In questa parte ho cercato di dimostrare che il pensiero darwiniano è all'altezza delle aspettative come acido universale: capovolge tutto il mondo tradizionale, mettendo in dubbio l'immagine della generazione dall'alto verso il basso dei progetti, che derivano dal genio dei geni, il Progettista Intelligente, e sostituendola con l'immagine della generazione dal basso, in cui processi ciclici senza una mente e senza un motivo sfornano combinazioni sempre più robuste fino a quando queste iniziano a riprodursi da sole, accelerando il processo di progettazione riutilizzando più e più volte tutti i pezzettini migliori.

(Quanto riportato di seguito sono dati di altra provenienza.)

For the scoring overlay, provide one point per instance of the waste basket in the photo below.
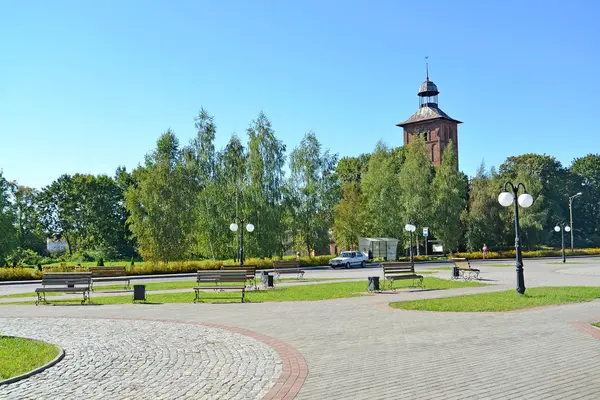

Alcuni di questi primi discendenti finiscono per unire le forze (una gru importante, la simbiosi), il che porta alla multicellularità (un'altra gru fondamentale), il che conduce ai veicoli di esplorazione più efficienti resi possibili dalla riproduzione sessuale (un'altra gru importante), che alla fine portano in una specie al linguaggio e all'evoluzione culturale (altre gru), che forniscono il mezzo per la letteratura, la scienza e l'ingegneria (le ultime gru emerse), il che a sua volta ci permette di go meta, cioè di passare a un livello superiore di astrazione, come nessun'altra specie può fare, riflettendo in modi diversi su chi e che cosa siamo e come siamo arrivati fin qui, modellando questi processi in opere teatrali e letterarie, teorie e simulazioni al computer, e nuovi strumenti per pensare da aggiungere alla nostra splendida dotazione.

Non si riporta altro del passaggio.